• Alabama College and Career Ready Standards Information for Parents

    Raising the bar and expecting more is hard work, particularly for students and teachers. New standards mean new ways of teaching and learning, and ultimately harder tests. To help our families achieve a greater understanding of what these new standards mean, Vestavia Hills City Schools provides this webpage with fact sheets, frequently answered questions, and links to information about Alabama's College and Career Ready Standards.


    What are Alabama's College and Career Ready Standards?
    Every student a graduate; every graduate prepared for real life

    • The Alabama College and Career Ready Standards (CCRS), which are based on the Common Core State Standards, are a set of academic standards for math and English being taught in K-12 classrooms across Alabama.
    • Academic standards are expectations for what students should know by the end of each school year. Alabama's standards focus on helping our students gain a deep understanding of concepts being taught and how they apply to real life.
    • Alabama's State Board of Education has the sole authority over what standards (expectations) our state adopts. Local school systems still develop their own curricula (how it's taught) and choose their own textbooks. Individual teachers still develop their own lesson plans.

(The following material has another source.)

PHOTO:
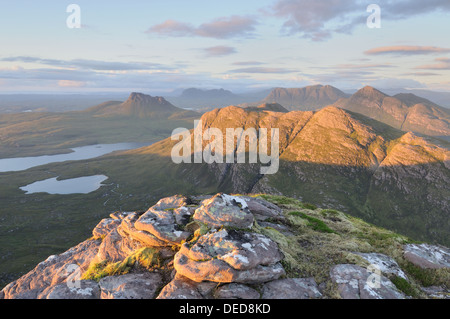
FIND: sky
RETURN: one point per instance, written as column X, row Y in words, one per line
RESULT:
column 163, row 46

    What does this mean for my child?
    Real learning for real life

    With the CCRS, Alabama students rely less on memorization and filling out worksheets. Instead, they focus on critical-thinking and problem-solving skills that will benefit them long after they finish their academic career.
    Alabama adopted the CCRS after conversations with officials from Alabama's colleges and employers about what our schools need to do in order to prepare all of our kids for success in life – whether they are going on to college or starting a career.

    Why was a change necessary?
    Setting higher and clearer goals for a successful future

    Our state's academic standards have not kept up with the changes in technology and the real-life skills students need to be successful. As a result:

    • One in five students that enter Alabama high schools do not earn a diploma in four years.
    • 33% of Alabama graduates who attend college are required to take high school- level classes their freshman year to reteach concepts they were supposed to learn in K-12 schools. This percentage is higher than the national average.

    How are Alabama's College and Career Ready Standards different from previous Courses of Study?
    Students must do more than retain information long enough to regurgitate it on an exam

    The Alabama College and Career Ready Standards (CCRS) expect more of students than previous standards, and they will help ensure students are prepared for real life. University of Alabama professor Jeremy Zelkowski, a former high-school math teacher, has extensively studied Alabama's new math standards and says the new standards will help make Alabama schools more competitive internationally. According to Zelkowski, Alabama's old standards only asked students to have a basic understanding of what was being taught, while the CCRS require students to do more than just memorize material long enough for their next exam.

    What can I do to support my child?


    Our students are up for the challenge, but parental involvement is critical. Things you can do at home include:

    • Set aside time every day when your child can concentrate on reading, writing, and math.
    • Ask your child questions about their schoolwork and encourage them to explain how they got to an answer. Remember that students are learning to be problem solvers and critical thinkers.

    Talk to your child's teacher and ask how you can help at home.